The new school was the Taipei American School. The online descriptions of this school tell you very little of what it was like in 1957. For one thing, it's moved since then. For another, back then it was so overcrowded that there were two shifts of students, a morning shift and an afternoon, each a fast-paced four hours. The same teachers that taught the mornings would teach afternoons. I drew the morning shift upon arrival, so I had to get up in the dark, dress, get breakfast, and walk to the highway, where a bus would come to pick up me and a handful of other American kids from my immediate neighborhood.
Even with the two shifts class sizes were enormous. My class had around 75 kids. We were in a long narrow classroom that had five files of desks extending away from the front and the blackboard back to the hinterlands. I was initially seated in the hinterlands but complained of not being able to read the writing on the board from there so I was moved to within 10 feet of the front. I could read the board there by squinting at it if the writing was large enough. Sometimes I had to get up and walk over to it.
To make up for only four hours of instruction the teacher gave us massive quantities of homework.
Once again, I had to prove myself. You would think, since almost every student there was a child of parents staying only temporarily in Taiwan, that there would be a culture that accepted new students easily. But no.
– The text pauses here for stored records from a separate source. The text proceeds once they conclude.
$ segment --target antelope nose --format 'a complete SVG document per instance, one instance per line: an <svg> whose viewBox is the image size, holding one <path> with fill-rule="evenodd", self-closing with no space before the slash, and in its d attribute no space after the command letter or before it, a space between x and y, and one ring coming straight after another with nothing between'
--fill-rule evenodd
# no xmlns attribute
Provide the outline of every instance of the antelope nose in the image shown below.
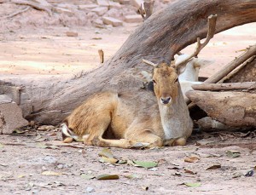
<svg viewBox="0 0 256 195"><path fill-rule="evenodd" d="M171 101L171 97L161 98L160 101L162 104L168 104Z"/></svg>

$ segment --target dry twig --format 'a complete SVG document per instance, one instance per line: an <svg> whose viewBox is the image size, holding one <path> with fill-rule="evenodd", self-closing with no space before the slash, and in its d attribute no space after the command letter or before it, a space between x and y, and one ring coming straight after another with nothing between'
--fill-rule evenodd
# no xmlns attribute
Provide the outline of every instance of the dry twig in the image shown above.
<svg viewBox="0 0 256 195"><path fill-rule="evenodd" d="M31 6L31 7L32 7L33 9L38 9L38 10L44 10L44 11L46 11L49 16L52 15L52 12L51 12L50 9L45 8L45 7L43 6L43 5L40 5L40 4L38 4L38 3L36 3L28 2L28 1L25 1L25 0L11 0L10 3L15 3L15 4L20 4L20 5L28 5L28 6Z"/></svg>
<svg viewBox="0 0 256 195"><path fill-rule="evenodd" d="M15 15L17 15L17 14L21 14L21 13L23 13L23 12L27 11L29 9L30 9L30 7L27 6L27 7L26 7L24 9L19 10L19 11L17 11L17 12L15 12L15 13L13 13L13 14L9 14L9 15L5 16L5 18L12 18L12 17L14 17L14 16L15 16Z"/></svg>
The standing assumption by both teachers and other students is, you're a dunce until you prove otherwise. Even if the other students only arrived in the school 2 months before you.
The task was made worse by the Christmas show. The school had an annual Christmas show for the benefit of parents in an assembly hall, and my class was going to sing a song on stage. The song was We Three Kings. It was discovered that I didn't know the words of this universally beloved musical masterpiece. Ergo I was a dunce.
My parents were also stunned to learn that I didn't know We Three Kings. "You loved that song, and you used to sing it all the time." My Mother guessed eventually that it was probably part of the musical knowledge that was destroyed by the doctors in Maryland.
It didn't help that my speech was still slow. I was still laboring to speak by visualizing the written words as I went along, and I hadn't mastered inflection.
On top of all that I had become a fanatic about proof. Nothing convinces morons that you're dumber than they are than constantly demanding explanations from the morons for all their moronic pronouncements.
[Above: Nothing but maple trees in this Vermont park, as you can plainly see.]
An example of how I was treated as a moron: Our geography book had a section on New England states that I had to read for homework. The next day in class I pointed out that the book's statement that New England has mostly maple trees was wrong. I was asked what made me think I knew more than the authors of the book. I said that I'd lived in New England for over 4 years and while there were maples, most of the trees were other kinds. I was told with a smug smile that maybe I wasn't as observant as I should have been.
The breakthrough that earned me some respect happened after Christmas. My parents got me a globe that year. I had the instructions to the globe with me the day the teacher tried to tell the class during geography lessons that latitude lines go pole to pole and longitude lines run east-west parallel to the equator. Everyone laughed when I raised my hand to tell her it was the other way around. The teacher gave me an argument and when I asked her to look it up said with a smug smile she didn't have to, she KNEW she was right. So I got out the instructions to the globe, which included that piece of information, and that was the end of the smug smiles where I was concerned.
Every new school was like that. It would always take some minor demonstration that the squirrel spinning the wheel in my head wasn't dead.